The feeling of hopeless also is made up of two feelings, even though, as with fatigue, we might not realise it. Hopelessness in the context of depression is assumed to be painful. But actually hopelessness isn't painful in all situations. I may feel, for example, that it is hopeless that I would ever win Wimbledon. But it doesn't bother me.

The implication here is that hopelessness is one feeling and that feeling bad about hopelessness is another feeling.

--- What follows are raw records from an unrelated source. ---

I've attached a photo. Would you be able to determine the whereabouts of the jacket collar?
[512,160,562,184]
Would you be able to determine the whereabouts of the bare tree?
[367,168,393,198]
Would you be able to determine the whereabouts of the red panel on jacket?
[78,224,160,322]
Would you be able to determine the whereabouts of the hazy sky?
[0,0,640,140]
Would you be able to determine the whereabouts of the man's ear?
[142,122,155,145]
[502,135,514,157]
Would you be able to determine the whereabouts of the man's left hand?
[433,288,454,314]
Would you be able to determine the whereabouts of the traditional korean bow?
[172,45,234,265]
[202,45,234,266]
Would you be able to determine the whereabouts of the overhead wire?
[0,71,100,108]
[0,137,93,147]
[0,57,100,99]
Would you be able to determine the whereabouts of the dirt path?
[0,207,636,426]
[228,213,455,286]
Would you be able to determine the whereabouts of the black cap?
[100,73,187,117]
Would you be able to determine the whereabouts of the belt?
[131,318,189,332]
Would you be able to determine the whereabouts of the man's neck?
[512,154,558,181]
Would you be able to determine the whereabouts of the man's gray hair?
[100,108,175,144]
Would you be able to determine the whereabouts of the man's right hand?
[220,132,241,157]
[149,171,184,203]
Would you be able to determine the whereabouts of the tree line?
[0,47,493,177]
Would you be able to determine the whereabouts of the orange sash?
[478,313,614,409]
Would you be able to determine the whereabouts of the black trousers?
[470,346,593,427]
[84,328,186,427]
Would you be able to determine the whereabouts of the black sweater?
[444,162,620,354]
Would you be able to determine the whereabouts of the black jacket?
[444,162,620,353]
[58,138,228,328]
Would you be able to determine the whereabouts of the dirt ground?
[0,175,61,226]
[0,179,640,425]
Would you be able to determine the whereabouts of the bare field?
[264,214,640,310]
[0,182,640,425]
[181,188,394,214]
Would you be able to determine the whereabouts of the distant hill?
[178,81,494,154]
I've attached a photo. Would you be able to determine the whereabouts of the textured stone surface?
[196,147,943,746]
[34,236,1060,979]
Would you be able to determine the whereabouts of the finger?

If that's true then hopelessness is an unmotivated state belonging in stage 2 and the bad feeling about hopelessness is a painful state belonging in stage 1.

Feelings affect each other

So it seems that the two stages can explain a lot about depression. They don't explain everything, though. Hopelessness is a case in point. Hopelessness affects other feelings we have in a negative way. How does it do this? Hope, in contrast, is a lifeline which people use to pull themselves out of depression. It affects other feelings in a positive way. What is hope and why does it affect other feelings? I will, I hope, answer these - and other - questions in the next post.



* 1. Of course, disabling injury and terminal illness are physical disorders, but it is usually the emotional reaction of individuals to their disorders which precipitates depression.

* 2. The reason for dopamine levels stabilising in this way has to do with Le Chatelier's principle. How this law of equilibria affects dopamine levels was discussed in detail in the previous two posts. In The dynamics of pain I argued that pain signals arriving at the synapse lowered dopamine levels. Subsequent signals will lower the levels even further but as the signals keep on coming the amount of decrease becomes less, until eventually there is no decrease at all. When this happens the dopamine concentration might be very low - but it never reaches zero. It reaches a new equilibrium point where the rate of removal of dopamine (which was increased by the incoming impulses) again equals the rate of production of dopamine (which becomes increased because of the lowered concentration of dopamine).

* 3. It isn't a coincidence that dopamine depleted rats (mentioned in Dopamine) also lack motivation. These rats have very low concentrations of dopamine in their brains and for this reason they too can have only limited rises and falls.

* 4. These symptoms have been taken from Wikipedia's article on depression.

* 5. Some readers might wonder why here stage 1 comes after stage 2. Shouldn't stage 2 be the final stage of depression, as it is in the graph? Not necessarily. The graph assumes that the pain signals are frequent and constant. In real life that won't always be true. There may be some relief during stage 2, meaning that dopamine can rise again. That relief can always be pushed back down again if the pain signals resume – causing the return of stage 1. What we should also remember is that although dopamine levels are low in stage 2, they might be pushed even further down if even more intense pain signals are received. That might mean another stage 1, which in turn could be followed by another stage 2 with even lower dopamine levels than before.